Database tables and functions: View and manage database tables and function information in the data lake through the console. Operate metadata by CreateDatabase and CreateTable, and integrate into third-party application services. It supports multi-version management and can automatically generate metadata through metadata extraction.
Data permission management: Enhance data permission control on the lake to ensure data security. It supports permissions at five levels of granularity: data catalog, database, data table, data column, and function.
Data lake management: Provides analysis and optimization suggestions for data storage in the lake, strengthens data lifecycle management, optimizes usage costs, and facilitates data O&M.
Data exploration: Provides one-click data exploration capabilities, supports Spark 3.0 SQL syntax, can save historical queries, preview data, export results, and generate TPC-DS test datasets with one click.
Scenarios
Scenario 1: Building a cloud-based data lake
With DLF integrated with E-MapReduce and OSS, you can quickly build a cloud-based data lake.

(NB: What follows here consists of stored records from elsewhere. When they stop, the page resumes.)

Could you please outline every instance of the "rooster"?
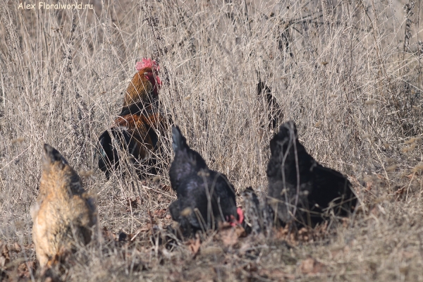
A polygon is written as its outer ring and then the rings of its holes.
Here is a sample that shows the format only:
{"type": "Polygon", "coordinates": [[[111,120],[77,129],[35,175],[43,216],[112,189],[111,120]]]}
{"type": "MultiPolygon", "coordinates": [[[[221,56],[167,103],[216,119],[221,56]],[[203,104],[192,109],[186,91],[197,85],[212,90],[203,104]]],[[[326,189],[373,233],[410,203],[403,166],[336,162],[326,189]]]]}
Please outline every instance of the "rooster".
{"type": "Polygon", "coordinates": [[[234,188],[226,176],[209,169],[178,127],[172,127],[172,142],[175,158],[169,177],[178,196],[169,207],[172,219],[187,233],[214,228],[219,221],[243,223],[243,211],[236,207],[234,188]]]}
{"type": "Polygon", "coordinates": [[[140,176],[157,173],[154,155],[159,149],[159,135],[166,128],[159,111],[159,67],[154,60],[143,59],[135,68],[137,73],[126,90],[121,114],[111,128],[99,137],[99,168],[108,180],[121,165],[123,152],[129,154],[125,159],[135,165],[140,176]]]}
{"type": "Polygon", "coordinates": [[[269,202],[283,223],[314,226],[329,212],[348,216],[357,204],[351,183],[317,162],[298,141],[293,121],[281,125],[270,141],[269,202]]]}
{"type": "Polygon", "coordinates": [[[78,173],[47,144],[42,164],[39,194],[30,213],[37,258],[42,267],[49,267],[91,240],[97,212],[78,173]]]}

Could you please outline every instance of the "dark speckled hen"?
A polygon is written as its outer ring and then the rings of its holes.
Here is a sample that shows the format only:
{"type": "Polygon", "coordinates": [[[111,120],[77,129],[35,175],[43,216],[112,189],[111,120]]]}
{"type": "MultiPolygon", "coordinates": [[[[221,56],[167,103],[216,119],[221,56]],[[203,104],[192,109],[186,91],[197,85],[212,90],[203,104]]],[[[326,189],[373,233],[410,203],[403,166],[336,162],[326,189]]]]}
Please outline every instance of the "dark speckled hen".
{"type": "Polygon", "coordinates": [[[283,223],[314,226],[330,214],[346,216],[357,204],[351,183],[317,163],[298,141],[293,121],[283,123],[270,141],[269,202],[283,223]]]}
{"type": "Polygon", "coordinates": [[[172,128],[175,158],[169,171],[178,200],[169,207],[172,219],[187,233],[217,227],[219,221],[243,221],[233,186],[226,176],[209,169],[200,154],[187,145],[178,127],[172,128]]]}

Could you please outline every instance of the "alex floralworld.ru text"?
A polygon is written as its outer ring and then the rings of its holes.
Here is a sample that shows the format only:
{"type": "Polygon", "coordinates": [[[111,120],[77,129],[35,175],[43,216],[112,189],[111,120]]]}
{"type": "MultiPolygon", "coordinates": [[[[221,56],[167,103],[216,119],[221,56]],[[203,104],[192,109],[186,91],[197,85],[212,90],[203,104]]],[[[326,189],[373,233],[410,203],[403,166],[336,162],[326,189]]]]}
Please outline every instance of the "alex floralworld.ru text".
{"type": "Polygon", "coordinates": [[[46,10],[71,10],[71,9],[91,9],[94,8],[92,4],[82,4],[80,3],[79,4],[66,4],[62,3],[58,3],[56,4],[49,4],[45,2],[39,2],[38,5],[36,4],[27,4],[26,2],[20,3],[18,6],[18,8],[21,8],[24,10],[31,10],[31,9],[46,9],[46,10]]]}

Scenario 2: Building a data lakehouse architecture
With DLF integrated with MaxCompute, DataWorks, and E-MapReduce, you can quickly build a data lakehouse architecture.
Scenario 3: Building a fully managed lakehouse data architecture
With DLF integrated with Databricks and OSS, you can build a fully managed lakehouse data architecture on the cloud.
Scenario 4: Data analysis
You can quickly analyze and explore structured and semi-structured data within OSS by using metadata extraction and data exploration capabilities.